So... has this issue been resolved?  Will it still break all ASICs if they get too fast?

You can send much more complex info to miners now.  The "getblocktemplate" rpc call allows the pool to give miners enough info to generate their own headers on the fly.
Seconded. Between Stratum and GBT there really wasn't a problem and one failed to materialize for no reason. Everything's moving along nicely now.

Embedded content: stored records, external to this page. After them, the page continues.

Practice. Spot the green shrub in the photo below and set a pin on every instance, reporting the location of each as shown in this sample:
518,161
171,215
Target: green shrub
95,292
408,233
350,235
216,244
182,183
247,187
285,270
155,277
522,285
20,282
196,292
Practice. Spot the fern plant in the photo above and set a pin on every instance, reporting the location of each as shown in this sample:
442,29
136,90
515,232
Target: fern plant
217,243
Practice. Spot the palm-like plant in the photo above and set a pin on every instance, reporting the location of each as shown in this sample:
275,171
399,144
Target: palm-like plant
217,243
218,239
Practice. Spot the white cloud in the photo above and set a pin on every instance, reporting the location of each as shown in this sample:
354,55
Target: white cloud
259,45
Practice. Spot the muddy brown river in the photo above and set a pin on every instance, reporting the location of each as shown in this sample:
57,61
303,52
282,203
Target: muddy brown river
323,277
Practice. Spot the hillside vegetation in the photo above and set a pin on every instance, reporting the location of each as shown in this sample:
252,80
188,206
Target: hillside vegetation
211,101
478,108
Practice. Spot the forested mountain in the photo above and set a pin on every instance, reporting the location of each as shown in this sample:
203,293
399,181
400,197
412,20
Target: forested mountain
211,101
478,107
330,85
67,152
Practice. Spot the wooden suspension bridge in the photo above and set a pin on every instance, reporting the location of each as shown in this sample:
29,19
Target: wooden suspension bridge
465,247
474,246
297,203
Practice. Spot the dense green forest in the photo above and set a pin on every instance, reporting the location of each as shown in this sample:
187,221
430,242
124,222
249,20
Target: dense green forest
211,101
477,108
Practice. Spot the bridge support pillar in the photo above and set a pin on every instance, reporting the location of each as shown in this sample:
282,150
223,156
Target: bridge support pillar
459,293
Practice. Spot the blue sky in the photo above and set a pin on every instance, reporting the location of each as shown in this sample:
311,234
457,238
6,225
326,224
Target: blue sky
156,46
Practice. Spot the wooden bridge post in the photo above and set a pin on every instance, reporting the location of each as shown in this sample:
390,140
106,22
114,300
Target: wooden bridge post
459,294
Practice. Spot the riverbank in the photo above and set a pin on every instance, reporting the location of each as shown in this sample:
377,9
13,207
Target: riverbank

Probably an idea worth revisiting in the future if there's another, more important, reason to do a hard-fork (like switching to SHA-512 or an SHA-3 family item) which would break current ASICs due to the massive change in protocol.
Stratum, GBT and "getblocktemplate" have not solved this in any way whatsoever.

As before, each single nonce work item that allows for O(9) tests, is sent to the device.

At the moment, still no miners do any more than this.

The solution I presented a year ago would allow the information sent to the device to be able to produce O(9) more results with just a 32 bit extension to the nonce size - i.e be future proof by simply increasing it by O(9) (32 bits) O(19) (64 bits) or even O(28) (48bits) easily enough

The solution you are implying (that doesn't exist) would be to code the stratum protocol into the mining device, rather than having the extreme simplicity of just having a counter that is larger.

GBT is not even relevant to the topic since having to send up to a megabyte of data to the mining device at least every 30s and delaying work restart after an LP until that data is sent is ridiculous.